Navigating home fragrance regulations can feel overwhelming. For makers selling into Northern Ireland, the Republic of Ireland, and the European Union, the Unique Formula Identifier (UFI) plays a crucial role in keeping your products legal and safe. This 16-character code connects your mixture to poison centres, helping emergency responders act quickly when seconds count.

Understanding The Unique Formula Identifier (UFI)

Think of the UFI as a bridge connecting your product's trade name to its chemical composition during emergencies.

What is a unique formula identifier (UFI)?

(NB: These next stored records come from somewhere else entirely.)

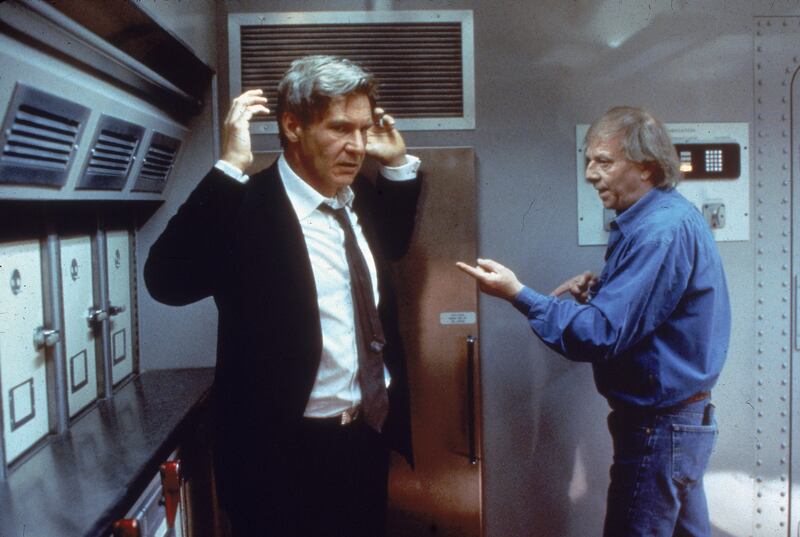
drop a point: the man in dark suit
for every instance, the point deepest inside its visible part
(303, 434)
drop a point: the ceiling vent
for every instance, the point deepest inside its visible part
(157, 164)
(423, 60)
(39, 138)
(112, 154)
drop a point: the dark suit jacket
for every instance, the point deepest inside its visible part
(242, 244)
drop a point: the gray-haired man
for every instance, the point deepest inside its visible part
(294, 258)
(654, 325)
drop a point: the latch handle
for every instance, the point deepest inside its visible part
(45, 337)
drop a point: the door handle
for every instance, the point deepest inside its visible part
(45, 337)
(96, 316)
(473, 457)
(126, 527)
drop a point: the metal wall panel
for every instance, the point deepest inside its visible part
(775, 64)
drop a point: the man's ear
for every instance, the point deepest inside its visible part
(647, 171)
(292, 127)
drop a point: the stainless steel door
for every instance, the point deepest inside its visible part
(118, 264)
(79, 333)
(23, 342)
(438, 312)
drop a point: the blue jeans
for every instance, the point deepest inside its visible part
(656, 485)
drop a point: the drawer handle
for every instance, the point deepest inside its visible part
(45, 337)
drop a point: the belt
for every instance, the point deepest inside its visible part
(699, 396)
(347, 417)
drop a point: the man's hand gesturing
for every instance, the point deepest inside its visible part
(236, 149)
(493, 278)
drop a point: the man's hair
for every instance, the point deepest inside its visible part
(310, 83)
(644, 140)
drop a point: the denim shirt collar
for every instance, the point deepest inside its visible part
(629, 219)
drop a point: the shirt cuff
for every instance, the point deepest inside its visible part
(404, 172)
(231, 171)
(530, 303)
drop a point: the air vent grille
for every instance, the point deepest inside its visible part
(423, 61)
(418, 65)
(40, 135)
(112, 155)
(158, 163)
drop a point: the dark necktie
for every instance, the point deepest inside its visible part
(369, 332)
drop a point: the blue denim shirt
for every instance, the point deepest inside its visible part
(657, 325)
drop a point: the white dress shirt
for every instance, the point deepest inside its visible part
(336, 387)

The unique formula identifier, known by its acronym UFI, is a 16-character alphanumeric code that must be included on the Product CLP label when human health or physical hazards are triggered in a product. In addition to the UFI, you are also required to provide other information on your mixture and associated products to poison centres, such as composition, trade name, colour, packaging, product category, pH and toxicological information. The UFI aims to establish an unambiguous link between the information you provide and the product you place on the market. The condition for assigning a UFI is that all products labelled and notified with the same UFI must share the same mixture composition and product category. For example, a candle and a wax melt could share the same mixture composition, but will need separate UFI numbers and dossiers as they fall into different EuPC categories.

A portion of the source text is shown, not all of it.